Have Christians spent too much time critiquing postmodernity? Yes. Can you blame us? Well, it's kinda fun. But I'll admit it takes energy better spent both speaking and living the Gospel, especially considering those outside the church are often much better at critiquing postmodernity than Christians are. I've mentioned several before, but this time, here come the Marxists, with a rhythm of argument that may sound familiar:
"Postmodernist culture has produced a rich, bold, exhilarating body of work across the whole span of the arts, and has generated more than its fair share of execrable kitsch. It has pulled the rug out from beneath a number of complacent certainties, pried open some paranoid totalities, tainted some jealously guarded purities, bent some oppressive norms, and shaken some rather solid-looking foundations. It has also tended to surrender to a politically paralyzing skepticism, a flashy populism, a full-blooded moral relativism, and a brand of sophism for which, since all conventions are arbitrary anyway, we might as well conform to those of the Free World. In pulling the rug out from under the certainties of its political opponents, this postmodern culture has often enough pulled it out from under itself too, leaving itself with no more reason why we should resist fascism than the feebly pragmatic plea that fascism is not the way we do things in Sussex or Sacramento.

"Postmodernism has a quick eye for irony; but there is one irony above all that seems to have escaped it... In a powerfully estranging gesture [the revolutions of Eastern Europe have] expose[d] postmodernism as the ideology of a peculiarly jaded, defeatist wing of the liberal-capitalist intelligentsia, which has mistaken its own very local difficulties for a universal human condition in exactly the manner of the universality ideologies it denounces" (25).
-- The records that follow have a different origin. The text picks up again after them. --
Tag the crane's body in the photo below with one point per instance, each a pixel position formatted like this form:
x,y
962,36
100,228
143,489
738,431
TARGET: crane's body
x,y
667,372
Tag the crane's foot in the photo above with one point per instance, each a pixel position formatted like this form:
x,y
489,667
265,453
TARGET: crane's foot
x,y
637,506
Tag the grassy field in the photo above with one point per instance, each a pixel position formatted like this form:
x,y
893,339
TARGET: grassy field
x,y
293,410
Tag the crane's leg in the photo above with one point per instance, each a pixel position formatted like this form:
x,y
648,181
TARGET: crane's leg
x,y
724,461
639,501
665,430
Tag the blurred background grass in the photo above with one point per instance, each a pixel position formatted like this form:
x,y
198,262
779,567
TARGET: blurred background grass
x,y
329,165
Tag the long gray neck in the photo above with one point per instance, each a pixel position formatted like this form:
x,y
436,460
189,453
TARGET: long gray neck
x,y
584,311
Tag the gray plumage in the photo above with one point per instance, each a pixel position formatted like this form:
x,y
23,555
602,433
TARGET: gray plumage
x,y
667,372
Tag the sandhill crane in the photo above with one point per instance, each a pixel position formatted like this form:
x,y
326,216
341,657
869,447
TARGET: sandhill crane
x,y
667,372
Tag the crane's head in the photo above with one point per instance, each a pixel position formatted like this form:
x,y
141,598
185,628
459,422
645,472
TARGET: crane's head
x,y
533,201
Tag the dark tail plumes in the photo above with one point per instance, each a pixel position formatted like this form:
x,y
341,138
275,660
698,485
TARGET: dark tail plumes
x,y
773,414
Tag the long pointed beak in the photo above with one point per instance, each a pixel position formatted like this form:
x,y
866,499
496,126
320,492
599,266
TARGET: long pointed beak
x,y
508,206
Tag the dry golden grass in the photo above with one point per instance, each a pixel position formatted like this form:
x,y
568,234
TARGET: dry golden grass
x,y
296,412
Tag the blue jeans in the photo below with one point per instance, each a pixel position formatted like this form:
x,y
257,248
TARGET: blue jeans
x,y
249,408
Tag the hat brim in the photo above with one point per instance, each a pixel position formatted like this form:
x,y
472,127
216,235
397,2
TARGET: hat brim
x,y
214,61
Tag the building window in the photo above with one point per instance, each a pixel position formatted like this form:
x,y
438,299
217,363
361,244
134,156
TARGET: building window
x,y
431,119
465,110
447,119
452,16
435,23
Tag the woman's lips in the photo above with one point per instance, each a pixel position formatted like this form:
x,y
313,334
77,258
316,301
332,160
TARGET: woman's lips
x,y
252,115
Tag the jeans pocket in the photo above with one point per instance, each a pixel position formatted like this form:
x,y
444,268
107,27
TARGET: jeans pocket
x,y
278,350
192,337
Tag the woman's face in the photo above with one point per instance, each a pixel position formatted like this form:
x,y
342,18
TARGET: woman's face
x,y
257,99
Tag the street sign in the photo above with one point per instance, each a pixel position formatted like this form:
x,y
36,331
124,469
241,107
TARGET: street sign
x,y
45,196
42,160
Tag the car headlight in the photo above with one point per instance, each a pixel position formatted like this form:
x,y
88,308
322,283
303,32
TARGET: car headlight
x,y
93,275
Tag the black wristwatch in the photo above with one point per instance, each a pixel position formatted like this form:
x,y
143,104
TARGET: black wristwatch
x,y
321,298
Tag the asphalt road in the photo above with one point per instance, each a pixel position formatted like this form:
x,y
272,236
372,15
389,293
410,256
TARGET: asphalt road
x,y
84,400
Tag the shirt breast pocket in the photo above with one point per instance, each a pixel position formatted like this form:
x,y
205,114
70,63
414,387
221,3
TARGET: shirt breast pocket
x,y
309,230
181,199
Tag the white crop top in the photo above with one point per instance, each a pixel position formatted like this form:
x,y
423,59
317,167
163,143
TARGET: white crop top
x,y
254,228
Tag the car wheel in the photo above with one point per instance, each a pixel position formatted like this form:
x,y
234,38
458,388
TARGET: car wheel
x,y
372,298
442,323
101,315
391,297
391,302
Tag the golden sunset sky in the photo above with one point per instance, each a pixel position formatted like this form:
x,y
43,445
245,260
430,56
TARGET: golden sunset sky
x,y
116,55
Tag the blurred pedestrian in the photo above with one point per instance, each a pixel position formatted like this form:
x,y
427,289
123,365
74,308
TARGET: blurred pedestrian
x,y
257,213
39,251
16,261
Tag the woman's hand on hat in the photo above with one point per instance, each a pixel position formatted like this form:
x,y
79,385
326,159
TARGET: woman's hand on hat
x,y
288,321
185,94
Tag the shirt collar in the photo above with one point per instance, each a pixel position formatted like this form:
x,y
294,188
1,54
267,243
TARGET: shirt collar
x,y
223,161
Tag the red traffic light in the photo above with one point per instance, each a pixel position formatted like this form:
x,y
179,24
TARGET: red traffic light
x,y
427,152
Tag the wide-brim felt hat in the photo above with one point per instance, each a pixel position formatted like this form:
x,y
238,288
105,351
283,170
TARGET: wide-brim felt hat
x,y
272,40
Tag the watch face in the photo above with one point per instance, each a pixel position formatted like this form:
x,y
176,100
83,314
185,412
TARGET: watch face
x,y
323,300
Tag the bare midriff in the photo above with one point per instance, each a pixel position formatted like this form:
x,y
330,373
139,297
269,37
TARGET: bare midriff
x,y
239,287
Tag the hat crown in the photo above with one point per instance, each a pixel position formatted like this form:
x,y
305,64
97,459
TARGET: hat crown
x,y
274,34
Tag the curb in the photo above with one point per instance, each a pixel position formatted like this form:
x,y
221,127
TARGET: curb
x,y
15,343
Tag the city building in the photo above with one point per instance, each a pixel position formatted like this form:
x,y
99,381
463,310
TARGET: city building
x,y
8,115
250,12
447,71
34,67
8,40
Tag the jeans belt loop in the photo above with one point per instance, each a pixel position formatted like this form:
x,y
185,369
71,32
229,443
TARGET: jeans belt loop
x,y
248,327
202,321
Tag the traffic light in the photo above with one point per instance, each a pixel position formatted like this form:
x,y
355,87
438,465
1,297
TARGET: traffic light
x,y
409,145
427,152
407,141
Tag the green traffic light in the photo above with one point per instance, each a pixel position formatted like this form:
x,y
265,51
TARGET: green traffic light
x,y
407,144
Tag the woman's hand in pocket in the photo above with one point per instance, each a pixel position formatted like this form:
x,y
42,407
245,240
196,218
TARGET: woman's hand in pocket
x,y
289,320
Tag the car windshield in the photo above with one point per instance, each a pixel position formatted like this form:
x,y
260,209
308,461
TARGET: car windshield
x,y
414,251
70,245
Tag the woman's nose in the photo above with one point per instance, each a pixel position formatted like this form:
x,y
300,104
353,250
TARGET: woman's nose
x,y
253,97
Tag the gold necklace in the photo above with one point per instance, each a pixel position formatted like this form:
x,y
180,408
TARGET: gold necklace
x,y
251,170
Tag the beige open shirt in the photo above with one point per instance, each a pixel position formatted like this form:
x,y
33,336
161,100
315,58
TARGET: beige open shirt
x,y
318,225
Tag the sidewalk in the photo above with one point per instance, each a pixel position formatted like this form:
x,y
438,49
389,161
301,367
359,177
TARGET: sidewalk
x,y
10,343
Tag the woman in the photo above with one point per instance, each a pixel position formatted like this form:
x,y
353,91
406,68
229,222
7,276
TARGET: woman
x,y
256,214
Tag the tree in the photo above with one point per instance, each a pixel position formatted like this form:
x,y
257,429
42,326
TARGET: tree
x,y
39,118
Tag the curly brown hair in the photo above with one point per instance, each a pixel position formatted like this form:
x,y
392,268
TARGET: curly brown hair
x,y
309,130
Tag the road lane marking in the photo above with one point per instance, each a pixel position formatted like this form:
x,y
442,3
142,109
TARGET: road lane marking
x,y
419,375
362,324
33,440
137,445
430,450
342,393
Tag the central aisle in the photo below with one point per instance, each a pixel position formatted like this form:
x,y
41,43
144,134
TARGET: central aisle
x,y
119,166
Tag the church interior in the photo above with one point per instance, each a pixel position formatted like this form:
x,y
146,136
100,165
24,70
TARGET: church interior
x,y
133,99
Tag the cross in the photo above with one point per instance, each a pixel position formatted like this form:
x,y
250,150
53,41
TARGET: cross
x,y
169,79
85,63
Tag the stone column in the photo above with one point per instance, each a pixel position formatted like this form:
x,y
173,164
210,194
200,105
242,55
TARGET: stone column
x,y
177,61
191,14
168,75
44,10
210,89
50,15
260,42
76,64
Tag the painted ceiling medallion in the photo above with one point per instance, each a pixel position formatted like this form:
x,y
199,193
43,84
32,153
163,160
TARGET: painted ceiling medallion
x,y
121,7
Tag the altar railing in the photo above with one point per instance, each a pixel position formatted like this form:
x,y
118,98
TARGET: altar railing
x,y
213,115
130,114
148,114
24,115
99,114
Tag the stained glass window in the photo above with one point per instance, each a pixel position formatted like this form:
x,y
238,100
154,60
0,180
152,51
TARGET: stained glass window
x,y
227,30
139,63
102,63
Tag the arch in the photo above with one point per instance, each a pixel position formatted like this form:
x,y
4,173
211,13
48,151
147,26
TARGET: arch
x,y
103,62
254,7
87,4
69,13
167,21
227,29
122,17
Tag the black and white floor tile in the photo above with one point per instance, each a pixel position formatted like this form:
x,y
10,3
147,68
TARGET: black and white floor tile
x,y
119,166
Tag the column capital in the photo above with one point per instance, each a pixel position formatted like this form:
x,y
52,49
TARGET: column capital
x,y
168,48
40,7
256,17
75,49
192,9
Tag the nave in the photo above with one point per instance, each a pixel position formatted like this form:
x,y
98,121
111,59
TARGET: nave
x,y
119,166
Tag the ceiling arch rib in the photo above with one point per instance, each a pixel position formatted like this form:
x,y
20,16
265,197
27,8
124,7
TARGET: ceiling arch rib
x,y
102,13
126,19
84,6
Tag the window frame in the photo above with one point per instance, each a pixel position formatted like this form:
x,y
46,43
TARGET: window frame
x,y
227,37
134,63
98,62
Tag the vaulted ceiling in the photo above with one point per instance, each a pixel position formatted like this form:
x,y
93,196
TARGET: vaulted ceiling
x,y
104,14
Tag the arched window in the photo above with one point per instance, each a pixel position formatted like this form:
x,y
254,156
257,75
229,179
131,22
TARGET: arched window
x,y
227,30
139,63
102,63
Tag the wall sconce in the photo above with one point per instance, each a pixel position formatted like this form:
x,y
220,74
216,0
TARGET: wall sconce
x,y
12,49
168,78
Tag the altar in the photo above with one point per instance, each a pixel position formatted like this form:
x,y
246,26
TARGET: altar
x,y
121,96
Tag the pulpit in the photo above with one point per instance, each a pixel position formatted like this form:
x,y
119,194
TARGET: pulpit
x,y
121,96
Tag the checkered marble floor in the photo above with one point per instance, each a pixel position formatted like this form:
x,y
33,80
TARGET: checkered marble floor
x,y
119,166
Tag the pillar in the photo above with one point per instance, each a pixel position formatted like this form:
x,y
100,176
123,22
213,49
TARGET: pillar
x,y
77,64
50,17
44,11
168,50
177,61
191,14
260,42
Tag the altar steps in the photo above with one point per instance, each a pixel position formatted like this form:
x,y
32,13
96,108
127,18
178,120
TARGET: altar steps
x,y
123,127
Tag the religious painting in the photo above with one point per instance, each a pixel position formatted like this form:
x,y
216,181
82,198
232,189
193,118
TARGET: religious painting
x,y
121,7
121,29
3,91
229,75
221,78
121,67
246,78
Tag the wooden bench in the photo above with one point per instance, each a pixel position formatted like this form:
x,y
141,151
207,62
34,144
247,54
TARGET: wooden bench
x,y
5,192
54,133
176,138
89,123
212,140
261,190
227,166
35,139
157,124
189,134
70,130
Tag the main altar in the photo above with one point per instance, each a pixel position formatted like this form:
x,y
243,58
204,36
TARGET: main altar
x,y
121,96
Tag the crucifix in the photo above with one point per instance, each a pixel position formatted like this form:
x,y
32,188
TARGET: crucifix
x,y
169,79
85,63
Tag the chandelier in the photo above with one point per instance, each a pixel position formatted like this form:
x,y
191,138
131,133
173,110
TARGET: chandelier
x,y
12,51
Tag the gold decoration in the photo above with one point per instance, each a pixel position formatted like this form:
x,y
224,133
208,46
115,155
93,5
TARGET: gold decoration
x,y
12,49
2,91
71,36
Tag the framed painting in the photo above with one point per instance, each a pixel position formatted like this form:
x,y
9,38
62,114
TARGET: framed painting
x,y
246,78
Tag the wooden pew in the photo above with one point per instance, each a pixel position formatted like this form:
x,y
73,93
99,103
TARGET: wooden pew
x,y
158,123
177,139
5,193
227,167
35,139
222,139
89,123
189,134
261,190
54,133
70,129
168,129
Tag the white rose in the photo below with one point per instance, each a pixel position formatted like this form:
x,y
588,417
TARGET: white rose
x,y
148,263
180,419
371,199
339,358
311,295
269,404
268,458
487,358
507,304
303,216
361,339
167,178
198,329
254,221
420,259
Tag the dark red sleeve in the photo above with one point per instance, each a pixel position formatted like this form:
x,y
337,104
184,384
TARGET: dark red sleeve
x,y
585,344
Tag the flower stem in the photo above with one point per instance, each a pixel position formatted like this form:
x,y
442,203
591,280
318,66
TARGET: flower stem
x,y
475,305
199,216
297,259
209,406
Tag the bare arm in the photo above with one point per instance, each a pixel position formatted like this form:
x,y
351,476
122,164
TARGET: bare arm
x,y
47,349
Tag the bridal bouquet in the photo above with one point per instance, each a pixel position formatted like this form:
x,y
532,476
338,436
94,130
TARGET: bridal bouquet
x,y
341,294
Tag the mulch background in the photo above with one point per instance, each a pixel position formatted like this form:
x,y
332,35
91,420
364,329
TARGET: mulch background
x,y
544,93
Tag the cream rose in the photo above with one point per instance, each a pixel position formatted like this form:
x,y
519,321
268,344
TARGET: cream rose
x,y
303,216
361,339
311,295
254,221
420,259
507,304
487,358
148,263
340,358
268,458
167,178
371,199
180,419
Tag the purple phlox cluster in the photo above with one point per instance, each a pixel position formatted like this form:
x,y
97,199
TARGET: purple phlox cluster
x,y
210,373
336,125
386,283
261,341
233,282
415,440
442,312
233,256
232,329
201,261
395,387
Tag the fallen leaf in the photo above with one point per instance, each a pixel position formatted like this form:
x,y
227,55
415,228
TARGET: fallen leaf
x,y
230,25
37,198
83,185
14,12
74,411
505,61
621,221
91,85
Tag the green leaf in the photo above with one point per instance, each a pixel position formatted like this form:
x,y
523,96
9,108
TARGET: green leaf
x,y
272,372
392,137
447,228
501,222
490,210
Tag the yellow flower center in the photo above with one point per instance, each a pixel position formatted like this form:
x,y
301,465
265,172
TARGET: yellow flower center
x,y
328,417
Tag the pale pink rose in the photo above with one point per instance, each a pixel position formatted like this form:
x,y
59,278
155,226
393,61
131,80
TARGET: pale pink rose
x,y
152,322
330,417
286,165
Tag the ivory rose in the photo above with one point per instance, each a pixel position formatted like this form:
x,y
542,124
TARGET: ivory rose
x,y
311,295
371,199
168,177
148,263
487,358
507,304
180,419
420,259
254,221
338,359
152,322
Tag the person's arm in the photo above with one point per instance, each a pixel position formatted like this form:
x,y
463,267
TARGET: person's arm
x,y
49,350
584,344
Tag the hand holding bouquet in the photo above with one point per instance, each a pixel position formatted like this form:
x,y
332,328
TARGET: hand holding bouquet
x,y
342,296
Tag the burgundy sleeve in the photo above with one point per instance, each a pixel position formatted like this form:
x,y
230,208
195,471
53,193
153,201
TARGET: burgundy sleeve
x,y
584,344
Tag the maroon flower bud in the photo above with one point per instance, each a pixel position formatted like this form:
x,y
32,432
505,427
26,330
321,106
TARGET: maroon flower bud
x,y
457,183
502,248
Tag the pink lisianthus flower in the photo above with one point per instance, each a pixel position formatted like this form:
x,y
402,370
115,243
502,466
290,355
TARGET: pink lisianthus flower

"The irony of post-modernism is that while purporting to have transcended modernity, it abandons from the start all hope of transcending capitalism itself and entering a post-capitalist era. Postmodernist theory is therefore easily absorbed within the dominant cultural frame and has given rise recently to texts such as Postmodern Marketing, which attempts to utilize the insights of thinkers like Foucault, Derrida, Lyotard, and Baudillard to market goods within a capitalist economy" (193).
(By the way, if you too are interested in "transcending" capitalism, I know of a writer who will get you there much quicker than Karl Marx.)

I can appreciate Christians who call themselves postmodern in order to "reach this generation" with the Gospel. But considering what may be this generation's increasing disillusionment with postmodernity, perhaps one should consider being post-postmodern for exactly the same reason.